La libertà di andare dove voglio (Italian Edition) by Messner Reinhold

La libertà di andare dove voglio (Italian Edition) by Messner Reinhold

autore:Messner Reinhold
La lingua: ita
Format: azw3, epub
editore: Corbaccio
pubblicato: 2013-07-03T22:00:00+00:00


33.-Forse impossibile

Prima ascensione del Puncak Sumantri-Brogonegora

«Hu-hu-hu» era il grido che echeggiava dal lago Larsson mentre camminavo sotto il muro della parete nord. Era la mattina del 27 settembre 1971. La buia parete su cui quel-l’«hu-hu-hu» rimbalzava era avvolta nella nebbia. Solo qui e là brillava un po’ del ghiaccio che si diramava come una ragnatela nelle gole dell’imponente ammasso di calcare. Scendeva dalla cima della montagna, sotto forma di ghiacciai pensili.

La pioggia quotidiana non era ancora cominciata. Però l’aria era umida. Superai a salti le pozzanghere che riempivano ogni depressione del terreno piatto.

Mi ero mosso un’ora prima dal nostro campo in quota, vicino al passo di Nuova Zelanda. Ero sceso fino ai piedi della parete lungo un nuovo tracciato che avevo scovato due giorni prima.

Forse era impossibile salire in arrampicata libera lungo la verticale parete Sumantri. Quell’estate avevo fatto nelle Dolomiti alcune prime ascensioni e sapevo quindi di poter scalare ancora nonostante le amputazioni che avevo subito ai piedi. Non arrampicavo più bene come prima, ma arrampicavo ancora. La nuova via che avevo aperto sulla piccola punta della Rodella, nelle Dolomiti gardenesi, non era ancora stata ripetuta.

Qui però l’arrampicata estrema si proponeva in termini diversi: ed ero solo e senza corda. E sapevo che era l’ultima occasione che mi si offriva di scalare la più bella di tutte le pareti che c’erano in quel massiccio calcareo.

Il monotono «hu-hu-hu» dei portatori mi rammentò la discesa che ci aspettava: torrenti senza ponti, nella giungla, su tronchi d’albero bagnati e scivolosi; e poi la pioggia, il fango, le zanzare e le notti insonni nelle capanne piene di fumo dei portatori.

Salii verso l’attacco della parete passando su macchie d’erba e pietraie. Avevo con me una corda sottile e qualche chiodo. In caso di necessità, mi sarei potuto calare.

L’inizio non fu difficile: roccia da cui spuntavano ciuffi d’erba, fessure, qui e là qualche stretta fenditura.
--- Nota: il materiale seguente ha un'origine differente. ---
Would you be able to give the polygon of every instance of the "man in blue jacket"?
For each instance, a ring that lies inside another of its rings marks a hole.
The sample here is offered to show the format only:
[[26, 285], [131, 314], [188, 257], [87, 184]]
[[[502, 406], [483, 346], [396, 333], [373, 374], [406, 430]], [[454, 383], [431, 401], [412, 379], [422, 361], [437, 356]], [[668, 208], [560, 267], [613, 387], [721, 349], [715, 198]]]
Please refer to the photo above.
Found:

Mi riuscì facile la ricerca dei passaggi migliori. Dopo alcune centinaia di metri la parete divenne verticale. Seguendo un sistema di diedri e di fenditure riuscii a raggiungere l’ampia cengia sporgente sotto la metà della parete.

Nel frattempo si era messo a piovere. Del fango mi si raggrumò sotto le suole, tanto che dovetti muovermi con prudenza lungo la cengia. La metà superiore della parete era tutta avvolta nella nebbia, tanto da privarmi d’una visuale complessiva. Con un senso d’incertezza risalii un diedro in opposizione. Poi avanzai, centimetro dopo centimetro, in una stretta fessura e raggiunsi la testa di un pilastro.

Sulla destra si levava, verticale nell’ammasso grigio, uno spigolo giallo. Sopra di me sporgevano tetti neri. Il ghiacciaio pensile che s’interrompeva a piombo, a oriente della vetta, doveva essere sulla mia sinistra. Sentii infatti che si staccavano dei pezzi di ghiaccio. Tentai di salire obliquamente verso sinistra lungo una successione di diedri. Dopo venti metri dovetti tornare indietro. E non c’era nemmeno modo di salire diritti. Superando uno spigolo verticale, continui allora obliquamente verso destra. La roccia era ruvida e piena di sporgenze, come ne avevo trovata solo sulla Pala e nelle Alpi di Berchtesgaden.